Prenons ainsi l’un des trois programmes, le programme B. Pas moins de quarante danseurs pour un pas de deux ou un solo. La soirée est découpée en trois tranches généreuses de plus d’une heure. Chaque part alterne des grandes scies du répertoire classique et des duos plus contemporains. Ainsi, on ouvre avec un Tchaïkovski Pas de deux de facture classique avec deux danseurs du Royal Ballet : Marianela Nuñez et Thiago Soares.
S’ensuit un duo plus périssable avec pour thème ambitieux Alexandre le Grand de Ronald Savkovic. Les deux danseurs remarquables, Polina Semionova et Friedeman Vogel, malgré leur plastique parfaite, ne peuvent tirer avantage d’une chorégraphie déjà datée. Mais le clou de cette première partie demeurera le si soviétique Flammes de Paris dans lequel le sémillant Daniil Simkin peut démontrer toute sa virtuosité sans trahir le style de l’œuvre. Le public exulte avant vingt minutes d’entracte chronométré comme tout le spectacle à la seconde près.

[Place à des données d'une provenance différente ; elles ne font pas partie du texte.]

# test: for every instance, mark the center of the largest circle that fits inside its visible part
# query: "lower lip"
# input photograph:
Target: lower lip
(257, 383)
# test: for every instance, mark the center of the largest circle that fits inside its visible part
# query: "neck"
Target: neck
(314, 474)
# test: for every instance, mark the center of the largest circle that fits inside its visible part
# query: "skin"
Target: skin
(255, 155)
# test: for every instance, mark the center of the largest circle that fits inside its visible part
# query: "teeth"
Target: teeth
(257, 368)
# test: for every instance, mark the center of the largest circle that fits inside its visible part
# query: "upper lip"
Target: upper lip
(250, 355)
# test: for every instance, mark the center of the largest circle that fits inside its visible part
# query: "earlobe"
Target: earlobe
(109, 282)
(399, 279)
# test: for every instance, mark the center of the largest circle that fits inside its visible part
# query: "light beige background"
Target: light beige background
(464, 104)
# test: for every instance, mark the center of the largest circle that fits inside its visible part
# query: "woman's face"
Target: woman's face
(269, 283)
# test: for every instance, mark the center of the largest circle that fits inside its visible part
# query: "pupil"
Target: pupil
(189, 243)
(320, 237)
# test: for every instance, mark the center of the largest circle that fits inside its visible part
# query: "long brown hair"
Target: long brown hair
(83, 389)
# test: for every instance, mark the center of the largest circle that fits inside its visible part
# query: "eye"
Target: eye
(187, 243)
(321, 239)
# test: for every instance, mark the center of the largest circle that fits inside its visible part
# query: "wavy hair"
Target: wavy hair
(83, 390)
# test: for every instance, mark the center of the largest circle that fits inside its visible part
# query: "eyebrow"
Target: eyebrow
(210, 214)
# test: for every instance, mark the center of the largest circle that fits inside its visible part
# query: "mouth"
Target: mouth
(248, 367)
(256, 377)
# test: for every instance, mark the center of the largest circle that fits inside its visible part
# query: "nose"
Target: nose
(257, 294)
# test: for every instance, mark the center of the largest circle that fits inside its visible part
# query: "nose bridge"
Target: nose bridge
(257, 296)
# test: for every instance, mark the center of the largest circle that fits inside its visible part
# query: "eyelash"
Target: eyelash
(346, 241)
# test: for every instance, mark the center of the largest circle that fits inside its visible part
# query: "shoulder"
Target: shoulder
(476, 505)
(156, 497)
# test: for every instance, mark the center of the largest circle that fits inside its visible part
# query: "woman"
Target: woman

En deuxième partie, davantage de grands chorégraphes contemporains défendus notamment par le clan français dans la maturité de son art. L’envoûtement d’abord avec Singerland Pas de deux de William Forsythe avec Agnès Letestu et José Martinez en pleine forme. Il faut venir à Tokyo pour revoir Sylvie Guillem et Nicolas Le Riche interpréter Mats Ek dans le subversif duo de la porte extrait d’Appartement. Enfin, prémices à la saison prochaine de l’Opéra de Paris, un extrait de Bella Figura par Aurélie Dupont et Manuel Legris toujours autant dans leur élément avec Jirà Kylián.
Retour en troisième partie à un répertoire des plus classiques. Dernier petit prodige du Bolchoï, Natalia Osipova s’attaque avec Leonid Sarafanov du Mariinski au Pas de deux du Corsaire. Plus que sa giration, la Russe est stupéfiante par son saut, aussi bien pour l’adage que pour sa variation. Une puissance que bien des hommes lui envieraient, l’ensemble sans perdre une once de féminité. Seul intermède contemporain de cette dernière heure : Brel et Barbara de Maurice Béjart toujours aussi subtilement accompli par les créateurs du rôle : Elisabeth Ros et Gilles Roman.
Puis, avant le final, Esmeralda avec Tamara Rojo et Federico Bonelli. Autant de fouettés double, triple et quadruple en une seule coda ! Le public japonais, d’habitude plutôt stoïque, se lève immédiatement. Passer ainsi de la découverte d’un Mats Ek trop rare à la plus belle pyrotechnie en une soirée, les tokyoïtes continuent à s’arracher les places à prix d’or pour se familiariser à un art qu’ils révèrent.